Çünkü Hükümet ne kadar baskı kurulursa kurulsun HDP ve HDP’nin temsil ettiği fikriyata etki edemiyor. Çünkü haklıyız. Düşünün bir anayasa değişikliği paketi getiriliyor ama o paketin içeriği o kadar anlatılamaz, o kadar savunulamaz ki. Başkanlık geçerse paketin hangi maddesi toplumun hangi acil ihtiyacının karşılığı olacak? Bu konuda tek bir ikna edici sözleri yok. Bundan dolayı partimizi ve hayır diyenleri terörize ediyorlar.

“Hayır demek eşittir teröristleri desteklemek, hayır demek eşittir darbecileri desteklemek” diyorlar. Suphanallah! Hem referandum yapıyorsun, hem toplumun önüne seçenek koyuyorsun, hem de bak bu seçeneği desteklersen böyle olursun diyorsun! 1982’de Kenan Evren de aynı şeyi yapmıştı. Evren anayasası yüzde 90’la geçti. Yüzde 90’la geçen anayasa 40 yıldır bu ülkede meşruiyet kazandı mı? Kazanmadı. Bu paket de geçtiğinde üzerinden 40 yıl da geçse meşruiyet kazanmayacak.

Hükümetin iddia ettiği gibi bu paket ülkeye istikrar getirmeyecek, tam tersine istikrarsızlığı derinleştirecek. Bugün eş genel başkanlarımız, milletvekillerimiz, belediye başkanlarımız cezaevinde... Kürdistan’daki teşkilatlarımızın neredeyse yüzde 60’ının cezaevinde olmasının bir nedeni de referandumdur.

Bu durum kampanya çalışmalarınıza nasıl yansıyor?

Bırakalım kampanyayı, davul zurnayla mitingler yapmayı, bildiri dahi dağıtamıyoruz. Hayır kampanyası için giydirmiş olduğumuz araçlarımız bile gözaltına alınıyor. Böylesi bir zemin içerisinde dahi biz haklıyız. Haklı olduğumuz için de daha güçlüyüz. AKP bölgede evet kampanyasını silahlı propagandayla, silahlı baskıyla yürütüyor. Xerabê Bava köyü, Lice... silahlı propagandayla evet kampanyasını yürütüyor. Ama bütün baskılara rağmen ben bu toplumun ferasetinin ve haklılığının galip geleceğine inanıyorum.

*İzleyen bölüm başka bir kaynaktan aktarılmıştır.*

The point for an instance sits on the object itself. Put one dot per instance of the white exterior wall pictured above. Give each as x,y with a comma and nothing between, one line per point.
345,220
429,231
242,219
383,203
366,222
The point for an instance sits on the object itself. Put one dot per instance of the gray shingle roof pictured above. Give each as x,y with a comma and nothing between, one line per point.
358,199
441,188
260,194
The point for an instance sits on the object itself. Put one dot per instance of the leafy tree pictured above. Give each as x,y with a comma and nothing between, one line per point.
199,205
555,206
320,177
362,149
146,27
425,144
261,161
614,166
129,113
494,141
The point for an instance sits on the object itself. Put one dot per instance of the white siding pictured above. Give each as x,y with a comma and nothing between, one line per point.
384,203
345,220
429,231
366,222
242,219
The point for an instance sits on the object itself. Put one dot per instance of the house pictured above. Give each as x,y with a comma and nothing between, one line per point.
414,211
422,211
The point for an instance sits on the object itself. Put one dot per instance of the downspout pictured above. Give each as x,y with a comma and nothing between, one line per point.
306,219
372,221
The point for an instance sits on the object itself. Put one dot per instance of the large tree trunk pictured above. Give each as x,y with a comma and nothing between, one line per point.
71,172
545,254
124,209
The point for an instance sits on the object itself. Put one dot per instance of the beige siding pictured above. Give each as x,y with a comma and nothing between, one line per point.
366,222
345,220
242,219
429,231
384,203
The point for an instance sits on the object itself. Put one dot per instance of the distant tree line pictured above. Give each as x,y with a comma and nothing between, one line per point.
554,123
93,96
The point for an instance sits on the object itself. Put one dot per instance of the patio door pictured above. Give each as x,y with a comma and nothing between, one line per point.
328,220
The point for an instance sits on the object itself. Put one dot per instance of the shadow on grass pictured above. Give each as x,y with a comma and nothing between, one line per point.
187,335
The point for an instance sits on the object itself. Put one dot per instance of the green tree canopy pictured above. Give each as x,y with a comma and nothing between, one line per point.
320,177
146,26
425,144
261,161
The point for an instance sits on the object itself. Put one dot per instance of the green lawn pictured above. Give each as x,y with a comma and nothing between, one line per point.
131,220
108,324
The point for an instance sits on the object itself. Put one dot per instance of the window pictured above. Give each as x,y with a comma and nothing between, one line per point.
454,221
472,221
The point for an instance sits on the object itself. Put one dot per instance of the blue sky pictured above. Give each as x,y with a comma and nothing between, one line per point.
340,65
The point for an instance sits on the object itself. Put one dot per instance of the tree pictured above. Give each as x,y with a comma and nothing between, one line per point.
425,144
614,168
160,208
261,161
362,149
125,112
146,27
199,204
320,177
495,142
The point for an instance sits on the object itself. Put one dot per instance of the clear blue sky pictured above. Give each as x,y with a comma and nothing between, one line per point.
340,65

Sorunuzun diğer bölümüne gelecek olursak; HDP, Kürtlerin yanı sıra emekçileri, Alevileri, sosyalistleri, mütedeyyinleri ve ötekileştirilmiş bütün kesimleri kucaklayan, yan yana olmayı başaran bir program ve pratik sergiledi.

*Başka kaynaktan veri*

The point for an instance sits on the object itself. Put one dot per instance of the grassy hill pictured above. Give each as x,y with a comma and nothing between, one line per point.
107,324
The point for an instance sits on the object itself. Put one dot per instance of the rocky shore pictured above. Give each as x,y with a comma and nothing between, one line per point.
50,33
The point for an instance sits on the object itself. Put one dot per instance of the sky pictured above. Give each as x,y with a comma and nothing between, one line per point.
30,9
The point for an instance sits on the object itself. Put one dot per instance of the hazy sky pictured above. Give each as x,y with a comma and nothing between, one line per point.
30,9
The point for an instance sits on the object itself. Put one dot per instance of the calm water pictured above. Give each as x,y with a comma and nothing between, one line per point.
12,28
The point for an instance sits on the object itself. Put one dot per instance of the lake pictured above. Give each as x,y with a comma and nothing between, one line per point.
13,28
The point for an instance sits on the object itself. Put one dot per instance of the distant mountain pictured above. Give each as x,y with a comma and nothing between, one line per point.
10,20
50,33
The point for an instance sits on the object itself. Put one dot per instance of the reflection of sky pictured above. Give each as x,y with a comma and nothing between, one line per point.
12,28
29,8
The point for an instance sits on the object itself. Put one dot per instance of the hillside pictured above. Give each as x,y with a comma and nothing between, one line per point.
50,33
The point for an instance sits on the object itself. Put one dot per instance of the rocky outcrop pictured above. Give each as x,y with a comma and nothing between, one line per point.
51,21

Dolayısıyla çok farklı kesimleri Türkiye’nin temel sorunlarına çözüm etrafında buluşturabildi. Bunun en somut pratiği 7 Haziran seçim sonuçlarıdır. AKP bunu bir tehdit olarak gördü. Bunun için seçimden hemen sonra Suruç’ta HDP bileşenleri olan sosyalist gençler katledildi. Ardından emek bileşenlerinin Ankara’daki mitingi kana boğuldu. Ve Türkiye tarihinin en büyük katliamı yapıldı.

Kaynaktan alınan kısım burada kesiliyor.